Sekitar empat miliar orang, termasuk pendukung Prancis sendiri, rasanya sudah pasrah ketika melihat timnya didominasi Argentina selama 79 menit pertandingan. Keunggulan dua gol Argentina lewat penalti Lionel Messi dan Angel D Maria seakan sudah hampir paripurna menutup jalannya final sepanjang 90 menit.
Saat semua mengira Prancis sudah habis, maka sepak bola seolah memberi pelajaran. Seperti yang pernah dikatakan seorang filsuf Prancis yang pernah mengawali karier sebagai kiper, Albert Camus, yang berujar bahwa pelajaran moral terbaik ada di sepak bola. Pelajaran itu adalah tak ada yang tidak mungkin sebelum peluit panjang ditiup wasit.
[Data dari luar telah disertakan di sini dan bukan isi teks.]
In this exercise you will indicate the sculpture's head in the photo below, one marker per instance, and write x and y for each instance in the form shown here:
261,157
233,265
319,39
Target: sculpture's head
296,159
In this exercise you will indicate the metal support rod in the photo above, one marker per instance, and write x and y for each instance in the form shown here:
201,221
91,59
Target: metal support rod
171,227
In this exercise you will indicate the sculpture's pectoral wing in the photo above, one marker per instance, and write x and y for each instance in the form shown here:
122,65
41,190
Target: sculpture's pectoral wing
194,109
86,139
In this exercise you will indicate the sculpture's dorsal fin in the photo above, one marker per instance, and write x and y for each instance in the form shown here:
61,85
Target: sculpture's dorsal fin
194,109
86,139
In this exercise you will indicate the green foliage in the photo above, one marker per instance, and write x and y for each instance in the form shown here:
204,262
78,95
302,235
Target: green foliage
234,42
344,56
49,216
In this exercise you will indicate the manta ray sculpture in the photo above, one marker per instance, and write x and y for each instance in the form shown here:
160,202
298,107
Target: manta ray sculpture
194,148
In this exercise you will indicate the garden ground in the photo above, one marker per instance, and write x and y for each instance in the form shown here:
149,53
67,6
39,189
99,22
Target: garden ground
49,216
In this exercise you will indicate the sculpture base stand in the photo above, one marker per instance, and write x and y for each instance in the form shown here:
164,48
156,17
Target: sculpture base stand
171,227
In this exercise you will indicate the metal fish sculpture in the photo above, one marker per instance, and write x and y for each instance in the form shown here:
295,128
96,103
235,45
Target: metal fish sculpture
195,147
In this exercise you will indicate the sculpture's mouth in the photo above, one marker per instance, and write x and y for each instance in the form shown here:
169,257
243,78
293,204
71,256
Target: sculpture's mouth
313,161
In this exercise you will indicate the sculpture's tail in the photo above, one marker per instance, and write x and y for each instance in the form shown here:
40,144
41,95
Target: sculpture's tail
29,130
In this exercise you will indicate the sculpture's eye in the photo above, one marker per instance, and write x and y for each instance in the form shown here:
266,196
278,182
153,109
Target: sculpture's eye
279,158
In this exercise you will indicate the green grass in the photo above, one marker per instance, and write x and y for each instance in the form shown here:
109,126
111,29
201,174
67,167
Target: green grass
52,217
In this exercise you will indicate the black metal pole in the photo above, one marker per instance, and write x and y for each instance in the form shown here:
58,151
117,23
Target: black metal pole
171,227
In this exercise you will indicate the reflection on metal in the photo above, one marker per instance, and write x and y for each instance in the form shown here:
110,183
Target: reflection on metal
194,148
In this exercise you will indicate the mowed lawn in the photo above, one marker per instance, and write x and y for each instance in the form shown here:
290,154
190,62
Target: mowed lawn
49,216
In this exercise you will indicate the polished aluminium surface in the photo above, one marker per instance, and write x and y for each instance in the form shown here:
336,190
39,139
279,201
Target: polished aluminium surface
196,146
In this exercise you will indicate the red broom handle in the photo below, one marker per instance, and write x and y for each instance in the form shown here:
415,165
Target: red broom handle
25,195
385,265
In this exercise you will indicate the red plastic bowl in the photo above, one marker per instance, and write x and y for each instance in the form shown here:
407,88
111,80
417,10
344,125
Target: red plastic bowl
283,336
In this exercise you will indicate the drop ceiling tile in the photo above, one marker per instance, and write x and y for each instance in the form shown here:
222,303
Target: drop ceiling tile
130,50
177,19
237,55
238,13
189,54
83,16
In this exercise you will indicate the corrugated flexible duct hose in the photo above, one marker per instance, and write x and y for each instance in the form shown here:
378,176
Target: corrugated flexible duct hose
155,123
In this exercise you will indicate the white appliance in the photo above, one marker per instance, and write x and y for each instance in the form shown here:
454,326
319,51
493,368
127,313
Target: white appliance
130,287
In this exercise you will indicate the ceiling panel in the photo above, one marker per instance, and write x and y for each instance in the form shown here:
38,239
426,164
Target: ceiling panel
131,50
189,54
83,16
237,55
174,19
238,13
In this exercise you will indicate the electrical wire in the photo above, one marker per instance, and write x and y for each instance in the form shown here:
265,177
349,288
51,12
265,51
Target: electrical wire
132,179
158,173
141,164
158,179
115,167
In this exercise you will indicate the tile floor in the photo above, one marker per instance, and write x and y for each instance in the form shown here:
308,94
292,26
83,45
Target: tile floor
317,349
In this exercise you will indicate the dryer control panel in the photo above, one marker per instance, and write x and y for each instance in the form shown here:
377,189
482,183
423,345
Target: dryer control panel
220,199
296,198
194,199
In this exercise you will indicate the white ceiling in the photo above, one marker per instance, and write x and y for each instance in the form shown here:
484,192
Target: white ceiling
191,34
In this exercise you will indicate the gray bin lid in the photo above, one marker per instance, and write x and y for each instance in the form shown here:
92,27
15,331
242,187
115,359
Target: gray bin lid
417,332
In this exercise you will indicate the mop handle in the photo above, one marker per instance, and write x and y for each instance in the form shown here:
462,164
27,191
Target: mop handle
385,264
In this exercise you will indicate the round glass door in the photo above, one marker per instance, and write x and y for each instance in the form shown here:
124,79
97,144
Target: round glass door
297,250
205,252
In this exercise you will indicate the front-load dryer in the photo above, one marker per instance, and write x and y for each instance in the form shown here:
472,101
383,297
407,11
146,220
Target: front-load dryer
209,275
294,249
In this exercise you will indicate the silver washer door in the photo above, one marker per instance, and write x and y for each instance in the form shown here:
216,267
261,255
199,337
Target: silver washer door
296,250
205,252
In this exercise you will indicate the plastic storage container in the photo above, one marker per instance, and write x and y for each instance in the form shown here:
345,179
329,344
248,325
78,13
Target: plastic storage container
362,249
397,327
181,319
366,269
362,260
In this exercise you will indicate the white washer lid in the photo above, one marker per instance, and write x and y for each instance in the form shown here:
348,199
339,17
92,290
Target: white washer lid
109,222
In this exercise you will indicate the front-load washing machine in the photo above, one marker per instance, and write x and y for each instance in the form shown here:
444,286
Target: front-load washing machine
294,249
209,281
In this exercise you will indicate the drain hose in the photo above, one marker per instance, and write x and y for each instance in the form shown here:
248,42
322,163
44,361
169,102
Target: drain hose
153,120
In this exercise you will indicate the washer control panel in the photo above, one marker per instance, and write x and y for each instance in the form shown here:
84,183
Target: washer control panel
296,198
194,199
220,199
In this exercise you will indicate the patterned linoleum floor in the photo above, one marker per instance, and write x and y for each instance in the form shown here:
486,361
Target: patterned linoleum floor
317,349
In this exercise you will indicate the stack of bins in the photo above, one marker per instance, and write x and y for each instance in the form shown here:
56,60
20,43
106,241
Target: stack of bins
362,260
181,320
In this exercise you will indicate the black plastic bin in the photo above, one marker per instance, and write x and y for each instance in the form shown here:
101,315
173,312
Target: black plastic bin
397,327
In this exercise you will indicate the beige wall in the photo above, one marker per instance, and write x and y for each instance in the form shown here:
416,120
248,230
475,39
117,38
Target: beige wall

Seperti judul lagu Lanny Kravitz, “its not over until its over.” Hanya dalam tempo 1 menit 36 detik, Prancis mampu menyamakan kedudukan 2-2 lewat dua gol Kylian Mbappe. Laga pun berlanjut ke babak tambahan.
Di ekstra time, gol Messi pada menit ke-110 membangkitkan kembali prasangka bahwa laga telah milik Argentina. Lagi-lagi, Mbappe menghadirkan plot twist. Penalti pemain yang sering dijululi kura-kura ninja itu menyamakan kedudukan 3-3 di saat laga tinggal menyisakan hitungan menit.
Saat detik paling ujung di pertandingan, penyerang Prancis Kolo Muani terlepas sendiri di depan gawang Argentina. Gawang yang terbuka begitu lebar itu menyisakan kiper Argentina, Emiliano Martinez, berdiri sendiri.